According to a recent poll, these are the top 8 concerns for sick care CIOs:

• Cybersecurity spend

• Optimization of IT systems.

• 21st Century Cures.

• Managing the data deluge

• Mergers and acquisitions.

• Talent gap.

• Apps, mHealth, and BYOD.

• Embracing the care continuum.

Here are my concerns as a doctor:

• IT time sink and workflow and productivity disruption

• User interface and ease of use

• Actionable information, not data

• Clinical value

• Reimbursement

• Cybersecurity

• How to work with data scientists

• Digital Health Education and Training: Stop piling on clinical and economic mandates. I don't know how to manage a population.
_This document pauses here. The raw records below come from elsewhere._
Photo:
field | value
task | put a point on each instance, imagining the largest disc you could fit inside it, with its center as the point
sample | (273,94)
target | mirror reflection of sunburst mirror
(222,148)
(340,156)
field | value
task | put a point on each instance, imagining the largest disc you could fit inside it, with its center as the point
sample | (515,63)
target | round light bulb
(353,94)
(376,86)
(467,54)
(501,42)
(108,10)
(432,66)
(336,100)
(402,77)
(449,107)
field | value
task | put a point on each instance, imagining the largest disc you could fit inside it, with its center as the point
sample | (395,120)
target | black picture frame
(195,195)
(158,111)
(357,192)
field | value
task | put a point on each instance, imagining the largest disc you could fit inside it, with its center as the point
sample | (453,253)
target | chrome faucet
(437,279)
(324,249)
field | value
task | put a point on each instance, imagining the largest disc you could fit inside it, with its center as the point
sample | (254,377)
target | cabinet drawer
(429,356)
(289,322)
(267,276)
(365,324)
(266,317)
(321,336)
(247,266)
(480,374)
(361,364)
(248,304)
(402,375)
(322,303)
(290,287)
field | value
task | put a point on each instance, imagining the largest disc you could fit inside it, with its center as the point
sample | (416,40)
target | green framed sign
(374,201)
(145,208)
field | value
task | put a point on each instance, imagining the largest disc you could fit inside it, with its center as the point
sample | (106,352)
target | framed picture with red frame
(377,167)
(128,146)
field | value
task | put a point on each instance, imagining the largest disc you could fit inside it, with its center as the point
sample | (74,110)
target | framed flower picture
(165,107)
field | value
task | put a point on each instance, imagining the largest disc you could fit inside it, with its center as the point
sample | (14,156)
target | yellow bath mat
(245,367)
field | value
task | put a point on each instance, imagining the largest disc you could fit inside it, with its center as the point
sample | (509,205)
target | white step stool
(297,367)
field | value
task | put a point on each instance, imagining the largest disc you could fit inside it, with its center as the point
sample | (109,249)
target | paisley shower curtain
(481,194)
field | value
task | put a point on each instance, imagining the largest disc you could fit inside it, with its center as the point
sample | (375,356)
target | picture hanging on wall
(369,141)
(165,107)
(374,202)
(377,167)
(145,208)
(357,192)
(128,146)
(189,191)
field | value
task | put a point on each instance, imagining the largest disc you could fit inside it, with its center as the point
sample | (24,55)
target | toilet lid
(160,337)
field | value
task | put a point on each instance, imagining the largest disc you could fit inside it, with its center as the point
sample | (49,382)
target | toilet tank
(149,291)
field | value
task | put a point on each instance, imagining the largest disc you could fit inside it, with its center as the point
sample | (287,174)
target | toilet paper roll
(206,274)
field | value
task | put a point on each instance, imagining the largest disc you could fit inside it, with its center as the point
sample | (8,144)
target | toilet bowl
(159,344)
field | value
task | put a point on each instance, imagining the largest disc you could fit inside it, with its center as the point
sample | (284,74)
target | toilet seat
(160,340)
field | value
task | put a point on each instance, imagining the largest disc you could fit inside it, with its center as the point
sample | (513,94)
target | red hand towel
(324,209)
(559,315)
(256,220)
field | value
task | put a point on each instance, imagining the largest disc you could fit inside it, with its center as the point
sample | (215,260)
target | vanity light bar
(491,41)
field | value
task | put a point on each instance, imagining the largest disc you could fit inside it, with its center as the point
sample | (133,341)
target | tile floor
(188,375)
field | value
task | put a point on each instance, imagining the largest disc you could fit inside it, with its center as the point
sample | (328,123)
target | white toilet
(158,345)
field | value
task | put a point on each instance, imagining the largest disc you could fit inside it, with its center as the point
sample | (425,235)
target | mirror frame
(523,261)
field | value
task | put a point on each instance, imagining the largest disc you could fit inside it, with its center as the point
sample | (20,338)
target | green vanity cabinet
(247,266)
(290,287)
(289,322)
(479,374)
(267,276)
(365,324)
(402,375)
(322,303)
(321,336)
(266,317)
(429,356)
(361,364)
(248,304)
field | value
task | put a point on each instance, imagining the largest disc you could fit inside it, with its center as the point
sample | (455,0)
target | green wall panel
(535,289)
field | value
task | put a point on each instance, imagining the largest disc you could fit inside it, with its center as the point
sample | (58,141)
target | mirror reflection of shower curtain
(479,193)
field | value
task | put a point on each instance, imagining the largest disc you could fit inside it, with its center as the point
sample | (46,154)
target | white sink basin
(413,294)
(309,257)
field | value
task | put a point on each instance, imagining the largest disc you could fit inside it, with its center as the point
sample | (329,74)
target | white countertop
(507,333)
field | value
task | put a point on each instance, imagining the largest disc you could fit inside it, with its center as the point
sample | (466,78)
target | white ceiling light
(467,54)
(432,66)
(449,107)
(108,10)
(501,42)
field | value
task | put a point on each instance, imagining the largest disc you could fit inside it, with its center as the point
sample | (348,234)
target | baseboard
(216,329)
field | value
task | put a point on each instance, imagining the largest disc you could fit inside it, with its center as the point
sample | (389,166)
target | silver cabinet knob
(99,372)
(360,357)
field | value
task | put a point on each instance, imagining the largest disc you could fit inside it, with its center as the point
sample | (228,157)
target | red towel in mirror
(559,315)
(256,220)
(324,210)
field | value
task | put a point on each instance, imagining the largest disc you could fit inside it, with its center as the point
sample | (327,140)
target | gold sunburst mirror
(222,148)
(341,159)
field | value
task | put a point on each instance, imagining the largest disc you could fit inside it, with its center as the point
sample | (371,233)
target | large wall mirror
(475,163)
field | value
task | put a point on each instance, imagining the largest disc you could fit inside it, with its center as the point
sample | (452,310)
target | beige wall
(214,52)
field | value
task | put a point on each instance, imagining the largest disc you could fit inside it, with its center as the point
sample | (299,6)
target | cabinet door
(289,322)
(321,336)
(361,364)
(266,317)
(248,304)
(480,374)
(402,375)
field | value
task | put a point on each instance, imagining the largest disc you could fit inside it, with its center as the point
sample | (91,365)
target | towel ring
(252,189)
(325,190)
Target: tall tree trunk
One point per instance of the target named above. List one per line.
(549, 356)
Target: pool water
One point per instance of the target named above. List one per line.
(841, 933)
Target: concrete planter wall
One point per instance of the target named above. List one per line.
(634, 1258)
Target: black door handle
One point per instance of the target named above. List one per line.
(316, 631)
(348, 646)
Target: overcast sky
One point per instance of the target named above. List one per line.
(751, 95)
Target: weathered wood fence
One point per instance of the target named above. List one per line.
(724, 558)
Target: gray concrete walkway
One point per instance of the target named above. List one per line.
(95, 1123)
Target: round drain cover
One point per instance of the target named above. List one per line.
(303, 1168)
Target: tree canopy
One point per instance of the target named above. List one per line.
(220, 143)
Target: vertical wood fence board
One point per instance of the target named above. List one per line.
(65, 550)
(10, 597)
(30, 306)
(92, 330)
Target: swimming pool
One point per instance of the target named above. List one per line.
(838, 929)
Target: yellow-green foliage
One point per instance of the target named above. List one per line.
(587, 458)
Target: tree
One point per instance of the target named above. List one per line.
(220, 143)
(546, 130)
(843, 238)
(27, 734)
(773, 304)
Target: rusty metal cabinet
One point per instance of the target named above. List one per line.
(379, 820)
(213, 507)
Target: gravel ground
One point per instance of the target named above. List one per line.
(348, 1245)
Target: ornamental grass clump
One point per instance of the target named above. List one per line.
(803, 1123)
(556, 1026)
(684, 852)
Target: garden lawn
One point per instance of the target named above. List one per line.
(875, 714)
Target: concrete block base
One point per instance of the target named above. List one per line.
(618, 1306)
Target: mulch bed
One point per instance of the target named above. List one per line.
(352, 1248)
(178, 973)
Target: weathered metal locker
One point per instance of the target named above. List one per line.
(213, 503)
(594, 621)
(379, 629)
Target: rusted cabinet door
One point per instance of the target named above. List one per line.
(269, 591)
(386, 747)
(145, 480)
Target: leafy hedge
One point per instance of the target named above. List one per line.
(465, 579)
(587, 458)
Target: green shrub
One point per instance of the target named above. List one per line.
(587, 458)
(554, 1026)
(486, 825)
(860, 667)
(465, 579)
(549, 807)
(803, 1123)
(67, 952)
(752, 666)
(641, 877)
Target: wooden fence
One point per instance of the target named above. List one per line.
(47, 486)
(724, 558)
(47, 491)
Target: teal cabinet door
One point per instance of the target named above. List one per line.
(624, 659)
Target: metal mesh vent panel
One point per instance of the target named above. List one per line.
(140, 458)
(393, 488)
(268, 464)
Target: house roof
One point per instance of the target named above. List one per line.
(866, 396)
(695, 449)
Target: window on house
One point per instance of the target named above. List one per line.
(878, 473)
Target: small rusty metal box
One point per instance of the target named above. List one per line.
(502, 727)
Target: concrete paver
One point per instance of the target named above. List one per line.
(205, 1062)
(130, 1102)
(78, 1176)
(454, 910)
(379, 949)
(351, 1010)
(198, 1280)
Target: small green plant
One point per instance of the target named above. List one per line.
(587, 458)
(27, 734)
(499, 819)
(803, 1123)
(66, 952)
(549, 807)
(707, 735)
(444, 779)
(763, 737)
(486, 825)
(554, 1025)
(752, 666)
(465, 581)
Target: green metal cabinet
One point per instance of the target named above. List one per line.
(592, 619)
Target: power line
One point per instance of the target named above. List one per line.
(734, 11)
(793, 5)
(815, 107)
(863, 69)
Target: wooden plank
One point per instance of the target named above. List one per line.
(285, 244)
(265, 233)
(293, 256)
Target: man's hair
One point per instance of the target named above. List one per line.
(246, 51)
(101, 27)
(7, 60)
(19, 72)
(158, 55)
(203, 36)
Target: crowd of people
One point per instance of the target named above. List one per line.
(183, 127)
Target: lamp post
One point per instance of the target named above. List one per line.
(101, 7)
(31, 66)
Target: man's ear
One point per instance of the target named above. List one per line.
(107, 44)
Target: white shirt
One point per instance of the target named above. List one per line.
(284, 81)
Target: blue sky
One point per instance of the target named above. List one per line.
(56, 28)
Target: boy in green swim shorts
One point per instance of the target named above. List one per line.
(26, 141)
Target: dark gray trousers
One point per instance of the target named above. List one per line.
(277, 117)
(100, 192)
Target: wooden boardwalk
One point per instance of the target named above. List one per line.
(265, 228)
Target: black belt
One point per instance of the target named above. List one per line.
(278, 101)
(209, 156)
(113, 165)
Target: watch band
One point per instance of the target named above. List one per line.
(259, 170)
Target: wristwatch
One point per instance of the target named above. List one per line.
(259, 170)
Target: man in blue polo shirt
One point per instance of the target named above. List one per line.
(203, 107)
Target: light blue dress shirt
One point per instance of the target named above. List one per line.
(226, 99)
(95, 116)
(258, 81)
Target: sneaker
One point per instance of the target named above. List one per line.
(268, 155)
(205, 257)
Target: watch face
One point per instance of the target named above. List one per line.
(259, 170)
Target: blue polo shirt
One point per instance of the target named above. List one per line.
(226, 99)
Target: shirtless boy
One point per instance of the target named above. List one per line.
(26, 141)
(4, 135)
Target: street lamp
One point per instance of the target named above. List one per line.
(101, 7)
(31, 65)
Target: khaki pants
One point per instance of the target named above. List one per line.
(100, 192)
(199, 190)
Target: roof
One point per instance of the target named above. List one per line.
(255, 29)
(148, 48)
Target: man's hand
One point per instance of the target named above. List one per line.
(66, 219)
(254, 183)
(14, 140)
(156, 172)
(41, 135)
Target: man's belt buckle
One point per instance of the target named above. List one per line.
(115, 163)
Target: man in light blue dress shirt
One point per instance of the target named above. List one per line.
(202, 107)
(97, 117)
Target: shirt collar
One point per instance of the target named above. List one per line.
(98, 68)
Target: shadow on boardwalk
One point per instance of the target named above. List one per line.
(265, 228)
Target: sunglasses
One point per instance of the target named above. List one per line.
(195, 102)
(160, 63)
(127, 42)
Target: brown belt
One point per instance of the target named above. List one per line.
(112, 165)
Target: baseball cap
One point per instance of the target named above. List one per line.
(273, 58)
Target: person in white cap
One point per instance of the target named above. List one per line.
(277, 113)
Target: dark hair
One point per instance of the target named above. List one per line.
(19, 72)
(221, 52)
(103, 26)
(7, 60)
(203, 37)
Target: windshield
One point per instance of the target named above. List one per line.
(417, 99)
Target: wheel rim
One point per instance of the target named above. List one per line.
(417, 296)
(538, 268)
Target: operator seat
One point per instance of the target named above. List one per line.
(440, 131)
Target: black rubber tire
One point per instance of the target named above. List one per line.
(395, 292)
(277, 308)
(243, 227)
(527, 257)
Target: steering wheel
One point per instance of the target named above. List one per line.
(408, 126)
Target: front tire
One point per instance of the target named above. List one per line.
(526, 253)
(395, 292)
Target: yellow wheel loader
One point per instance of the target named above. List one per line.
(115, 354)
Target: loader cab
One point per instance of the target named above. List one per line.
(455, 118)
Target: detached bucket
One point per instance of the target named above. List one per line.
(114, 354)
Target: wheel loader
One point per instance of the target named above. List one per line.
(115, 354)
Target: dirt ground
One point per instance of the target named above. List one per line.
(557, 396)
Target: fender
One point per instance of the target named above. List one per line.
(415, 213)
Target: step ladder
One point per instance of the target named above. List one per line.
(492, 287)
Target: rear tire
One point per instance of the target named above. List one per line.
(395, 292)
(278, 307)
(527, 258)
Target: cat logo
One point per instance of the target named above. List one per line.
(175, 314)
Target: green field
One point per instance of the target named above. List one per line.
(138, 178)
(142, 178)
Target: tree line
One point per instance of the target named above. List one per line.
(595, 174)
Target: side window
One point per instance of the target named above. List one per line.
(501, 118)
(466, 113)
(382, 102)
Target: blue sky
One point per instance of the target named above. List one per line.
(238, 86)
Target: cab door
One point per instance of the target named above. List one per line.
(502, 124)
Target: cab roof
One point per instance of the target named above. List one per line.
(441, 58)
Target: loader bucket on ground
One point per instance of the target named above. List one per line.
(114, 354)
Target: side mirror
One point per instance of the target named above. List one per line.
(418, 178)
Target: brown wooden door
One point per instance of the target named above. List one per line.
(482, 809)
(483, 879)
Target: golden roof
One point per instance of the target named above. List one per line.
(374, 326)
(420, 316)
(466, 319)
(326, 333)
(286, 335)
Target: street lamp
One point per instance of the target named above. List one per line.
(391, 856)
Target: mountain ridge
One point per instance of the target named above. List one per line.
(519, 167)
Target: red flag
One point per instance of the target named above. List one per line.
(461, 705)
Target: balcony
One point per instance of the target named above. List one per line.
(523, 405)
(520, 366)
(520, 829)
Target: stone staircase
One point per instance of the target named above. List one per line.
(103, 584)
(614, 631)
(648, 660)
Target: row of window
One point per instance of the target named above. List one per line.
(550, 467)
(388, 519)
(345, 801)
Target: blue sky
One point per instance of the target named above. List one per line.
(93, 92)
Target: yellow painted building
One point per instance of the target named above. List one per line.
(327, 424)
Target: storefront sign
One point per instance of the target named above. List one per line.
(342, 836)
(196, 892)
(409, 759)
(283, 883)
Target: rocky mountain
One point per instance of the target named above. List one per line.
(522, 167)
There appears to be a CIO-MD gap, so add that to the list of digital health gaposes. Here are 10 ideas to fill the MD-CIO gap:

1. CIOs and doctors need to get out of the office. They need to be more visible and approachable to each other. Doctors need to be receptive. Both need to understand where each other stands based on where they sit.

2. Rethink the role of CMIOs. Are they suits in the front office just trying to get the Epic rollout done or are there more important fish to fry?

3. Create better clinical digital health education and training programs.

4. Do a better job of working together on new product develop and digital health entrepreneurship.

5. Communicate and explain why there are barriers to digital health product testing and deployment in a given clinical setting and find a way to work together to remove them.

6. Create knowledge exchange programs internally where doctors and CIOs can walk in each other's shoes for a while.

7. Reward clinicians for their digital health entrepreneurial accomplishments.

8. Use the relationships to expand each other's networks.

9. Allocate dedicated time to work on the new instead of the now.

10. Listen.

We need to repair the CIO-doctor relationship. CIOs need to treat doctors more like internal customers instead of data entry clerks who manage patient data points to generate revenue or comply with regulatory IT mandates. Doctors need to treat CIOs like the professionals they are and not use them as scapegoats for a dysfunctional HIT ecosystem.

CIOs are from Venus and Doctors are from Mars. They are just not communicating or listening to each other and, as a result, the universe in not in sync. The two planets are in different orbits passing each other at thousands of miles an hour in the darkness and they seem to be revolving around different centers of gravity.